Logx³-logx²
3logx - 2logx = logx
or
log(x^3/x^2) = log(x)
Why did the logx³ go to therapy? Because it had a negative self-log-esteem!
To simplify the expression log(x³) - log(x²), you can use the property of logarithms:
log(a) - log(b) = log(a/b)
Therefore, we can write the expression as:
log(x³) - log(x²) = log(x³/x²)
Simplifying the inside of the logarithm:
x³/x² = x^(3-2) = x^1 = x
Now, the expression becomes:
log(x³) - log(x²) = log(x)
So, the simplified form of the expression log(x³) - log(x²) is log(x).
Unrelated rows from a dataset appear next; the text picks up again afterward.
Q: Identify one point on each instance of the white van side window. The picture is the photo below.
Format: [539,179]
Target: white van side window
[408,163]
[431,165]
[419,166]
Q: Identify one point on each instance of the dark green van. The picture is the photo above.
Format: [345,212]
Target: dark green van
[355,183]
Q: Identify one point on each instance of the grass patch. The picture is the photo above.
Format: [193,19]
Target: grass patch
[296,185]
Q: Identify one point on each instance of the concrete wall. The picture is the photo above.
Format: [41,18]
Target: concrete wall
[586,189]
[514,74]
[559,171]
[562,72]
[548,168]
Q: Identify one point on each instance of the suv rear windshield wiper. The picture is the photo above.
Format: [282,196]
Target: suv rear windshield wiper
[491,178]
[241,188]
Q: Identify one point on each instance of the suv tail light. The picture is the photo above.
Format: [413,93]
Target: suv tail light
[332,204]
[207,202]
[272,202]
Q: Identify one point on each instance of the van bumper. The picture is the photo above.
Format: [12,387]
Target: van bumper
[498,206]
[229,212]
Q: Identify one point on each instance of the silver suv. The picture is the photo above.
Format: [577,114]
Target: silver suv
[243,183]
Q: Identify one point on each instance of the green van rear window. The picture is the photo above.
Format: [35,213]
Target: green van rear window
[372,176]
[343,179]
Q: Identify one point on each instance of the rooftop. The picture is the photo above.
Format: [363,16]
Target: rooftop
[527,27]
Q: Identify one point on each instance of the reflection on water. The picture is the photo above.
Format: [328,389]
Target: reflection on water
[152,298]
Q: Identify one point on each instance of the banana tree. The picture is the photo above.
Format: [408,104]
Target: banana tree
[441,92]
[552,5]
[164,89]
To simplify the expression log(x³) - log(x²), we can use logarithm properties.
The first property we will use is the quotient rule, which states that the logarithm of a quotient is equal to the logarithm of the numerator minus the logarithm of the denominator.
Therefore, we can rewrite the expression as log(x³/x²).
Next, we simplify the fraction x³/x² by dividing the numerator by the denominator.
Since both x³ and x² have the same base (which is x), we subtract the exponents: 3 - 2 = 1.
So, x³/x² simplifies to x^(3-2) = x¹ = x.
Finally, we substitute x back into the expression log(x³) - log(x²), and we get log(x) - log(x²).
Using another logarithm property, the power rule, we know that the logarithm of a power is equal to the exponent multiplied by the logarithm of the base.
Applying the power rule, we can rewrite log(x²) as 2 * log(x).
Therefore, the expression log(x) - log(x²) simplifies to log(x) - 2 * log(x).
At this point, we cannot simplify any further because the logarithms have different bases. So, the final simplified expression is log(x) - 2 * log(x).